Dimanche 9 octobre 2022, Bruno Latour, peut-être le philosophe, sociologue et anthropologue français le plus important de notre époque, et Docteur honoris causa de l’Université de Lausanne en 2006, est décédé.
Sa brillante invention consistant à étudier la science moderne avec les outils de l'anthropologie a d'abord révolutionné les études scientifiques, avec des livres tels que Laboratory Life : The Construction of Scientific Facts, coécrit avec le sociologue anglais Steve Woolgar, dans lequel Latour et Woolgar ont méticuleusement suivi le papier, les matériaux, l’argent, les conversations et les relations à l'institut de Salk de Roger Guillemin à San Diego qui ont conduit à un « fait scientifique ». Les travaux de Latour sur Louis Pasteur, publiés entre autres dans Les microbes : guerre et paix, dans lesquels Latour défendait la thèse que Pasteur n'avait pas découvert ses microbes mais avait collaboré avec eux, ont également contribué à la controverse qui a finalement débouché sur la « guerre des sciences », dans laquelle les scientifiques reprochaient à Latour de ne pas croire en l'objectivité, en la vérité objective de la science, et le mathématicien et physicien Alan Sokal le mettait au défi, si toute vérité scientifique était de toute façon une construction, de sortir par la fenêtre du 21ème étage.
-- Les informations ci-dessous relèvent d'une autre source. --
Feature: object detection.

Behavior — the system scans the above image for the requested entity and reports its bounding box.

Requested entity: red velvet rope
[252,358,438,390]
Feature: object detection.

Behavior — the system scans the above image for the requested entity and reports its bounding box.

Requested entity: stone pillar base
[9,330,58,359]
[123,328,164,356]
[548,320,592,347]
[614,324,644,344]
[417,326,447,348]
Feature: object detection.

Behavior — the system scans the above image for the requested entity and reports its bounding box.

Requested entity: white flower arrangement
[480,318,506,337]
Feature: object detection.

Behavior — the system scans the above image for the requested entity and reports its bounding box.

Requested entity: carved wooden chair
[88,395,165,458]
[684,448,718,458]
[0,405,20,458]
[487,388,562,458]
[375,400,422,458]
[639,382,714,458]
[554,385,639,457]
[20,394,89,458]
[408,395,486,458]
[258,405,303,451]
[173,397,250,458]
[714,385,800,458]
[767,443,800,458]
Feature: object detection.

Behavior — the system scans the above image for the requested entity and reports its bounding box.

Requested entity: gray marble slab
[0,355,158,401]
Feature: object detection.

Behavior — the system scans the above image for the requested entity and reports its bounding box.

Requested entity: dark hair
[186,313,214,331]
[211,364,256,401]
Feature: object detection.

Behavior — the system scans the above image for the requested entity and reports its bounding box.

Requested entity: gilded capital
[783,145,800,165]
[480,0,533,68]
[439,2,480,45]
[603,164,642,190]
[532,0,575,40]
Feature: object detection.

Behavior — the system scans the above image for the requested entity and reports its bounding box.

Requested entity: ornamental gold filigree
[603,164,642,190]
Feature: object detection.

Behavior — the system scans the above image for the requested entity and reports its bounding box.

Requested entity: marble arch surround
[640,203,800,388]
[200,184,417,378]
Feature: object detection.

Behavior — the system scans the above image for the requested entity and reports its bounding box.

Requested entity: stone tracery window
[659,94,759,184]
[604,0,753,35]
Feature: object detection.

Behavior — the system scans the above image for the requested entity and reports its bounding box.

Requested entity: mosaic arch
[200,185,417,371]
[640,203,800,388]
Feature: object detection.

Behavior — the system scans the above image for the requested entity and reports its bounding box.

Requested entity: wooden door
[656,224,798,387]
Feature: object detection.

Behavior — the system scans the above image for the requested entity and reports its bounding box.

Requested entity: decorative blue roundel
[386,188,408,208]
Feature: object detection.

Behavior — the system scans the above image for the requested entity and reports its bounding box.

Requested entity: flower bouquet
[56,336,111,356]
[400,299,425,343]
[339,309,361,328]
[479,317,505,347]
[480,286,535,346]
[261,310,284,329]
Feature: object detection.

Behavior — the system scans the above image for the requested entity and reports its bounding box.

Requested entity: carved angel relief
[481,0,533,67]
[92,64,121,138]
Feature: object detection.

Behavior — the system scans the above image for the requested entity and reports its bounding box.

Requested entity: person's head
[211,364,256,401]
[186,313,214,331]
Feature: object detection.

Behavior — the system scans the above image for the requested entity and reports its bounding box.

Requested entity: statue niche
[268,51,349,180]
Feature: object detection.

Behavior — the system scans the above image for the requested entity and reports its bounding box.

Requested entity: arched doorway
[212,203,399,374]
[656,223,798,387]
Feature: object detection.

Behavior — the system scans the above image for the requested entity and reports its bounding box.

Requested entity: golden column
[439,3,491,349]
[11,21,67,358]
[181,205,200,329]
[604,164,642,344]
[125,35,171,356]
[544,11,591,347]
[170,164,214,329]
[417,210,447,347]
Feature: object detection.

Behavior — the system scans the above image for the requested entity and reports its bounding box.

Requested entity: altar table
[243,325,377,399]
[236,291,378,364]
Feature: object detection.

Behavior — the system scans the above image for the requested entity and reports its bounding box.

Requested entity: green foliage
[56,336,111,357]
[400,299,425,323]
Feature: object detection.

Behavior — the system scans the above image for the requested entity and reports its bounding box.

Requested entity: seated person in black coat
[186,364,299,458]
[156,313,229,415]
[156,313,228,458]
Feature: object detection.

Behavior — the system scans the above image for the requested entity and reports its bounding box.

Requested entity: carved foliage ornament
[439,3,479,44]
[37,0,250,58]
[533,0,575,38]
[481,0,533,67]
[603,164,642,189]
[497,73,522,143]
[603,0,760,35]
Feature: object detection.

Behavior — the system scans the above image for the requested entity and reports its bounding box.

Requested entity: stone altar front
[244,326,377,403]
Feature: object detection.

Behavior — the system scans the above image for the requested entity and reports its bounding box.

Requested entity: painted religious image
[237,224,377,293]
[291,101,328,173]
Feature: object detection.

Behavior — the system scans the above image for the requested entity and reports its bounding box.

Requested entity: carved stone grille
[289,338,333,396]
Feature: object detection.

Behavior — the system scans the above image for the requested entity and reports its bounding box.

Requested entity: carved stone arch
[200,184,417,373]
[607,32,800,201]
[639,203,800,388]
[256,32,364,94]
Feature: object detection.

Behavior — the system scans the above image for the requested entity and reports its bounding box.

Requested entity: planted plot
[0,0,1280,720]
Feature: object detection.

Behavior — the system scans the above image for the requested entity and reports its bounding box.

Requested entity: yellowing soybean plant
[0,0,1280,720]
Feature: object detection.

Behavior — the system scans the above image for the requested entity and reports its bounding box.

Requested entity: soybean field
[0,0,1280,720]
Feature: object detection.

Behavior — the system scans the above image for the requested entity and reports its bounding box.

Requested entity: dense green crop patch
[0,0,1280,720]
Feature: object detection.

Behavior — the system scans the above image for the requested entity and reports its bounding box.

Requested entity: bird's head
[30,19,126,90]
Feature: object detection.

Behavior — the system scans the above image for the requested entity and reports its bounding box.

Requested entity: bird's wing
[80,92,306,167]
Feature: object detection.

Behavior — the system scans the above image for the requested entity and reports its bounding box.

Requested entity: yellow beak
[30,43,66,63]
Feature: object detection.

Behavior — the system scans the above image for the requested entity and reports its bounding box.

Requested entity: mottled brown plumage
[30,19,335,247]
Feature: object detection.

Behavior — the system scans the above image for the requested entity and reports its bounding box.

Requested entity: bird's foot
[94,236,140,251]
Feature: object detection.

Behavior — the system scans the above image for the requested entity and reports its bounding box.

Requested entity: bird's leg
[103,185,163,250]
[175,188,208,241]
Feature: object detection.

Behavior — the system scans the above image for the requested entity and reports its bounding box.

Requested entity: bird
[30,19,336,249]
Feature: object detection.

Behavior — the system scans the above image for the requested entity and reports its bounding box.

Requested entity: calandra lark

La nature et la force de l'accusation de relativisme ont beaucoup surpris Latour ; son but n'était en aucun cas de miner la valeur de la science, mais de montrer à quel point elle est intégrée dans une infrastructure sociale et matérielle. Latour a examiné cette infrastructure au niveau micro, avec un œil attentif à ses effets sociaux, économiques et politiques. Avec ses plus proches collègues de l'École des mines, Madeleine Akrich et Michel Callon, Latour a intégré cette idée de la collaboration entre les humains et la matière dans la production de connaissances dans sa célèbre théorie de l’acteur-réseau (Actor Network Theory), qui a finalement sous-tendu ses travaux ultérieurs sur l'hypothèse Gaia et la notion d'anthropocène, et qui a été reflétée dans des ouvrages tels que Face à Gaia : Huit conférences sur le nouveau régime climatique, et Où atterrir : comment s’orienter en politique, après la pandémie.
Dans son travail, Latour a transcendé le monde universitaire, établissant des liens avec des écrivain·e·s, des artistes visuels, des créateur·trice·s de théâtre et des musées, comme un moyen presque naturel de rechercher et d'explorer de nouvelles façons dont le travail scientifique et les sciences sociales peuvent être à la hauteur et réaliser leur pertinence sociale.
Bruno Latour a été honoré de nombreuses manières. Il a reçu le prix Holberg à Oslo en 2013, qui est considéré comme le prix Nobel des sciences sociales. L'œuvre de Latour a eu, et continue d'avoir, une influence durable sur nombre de nos collègues. Nous perdons en Latour non seulement un grand spécialiste des sciences sociales, mais aussi un ami et un collègue inspirant.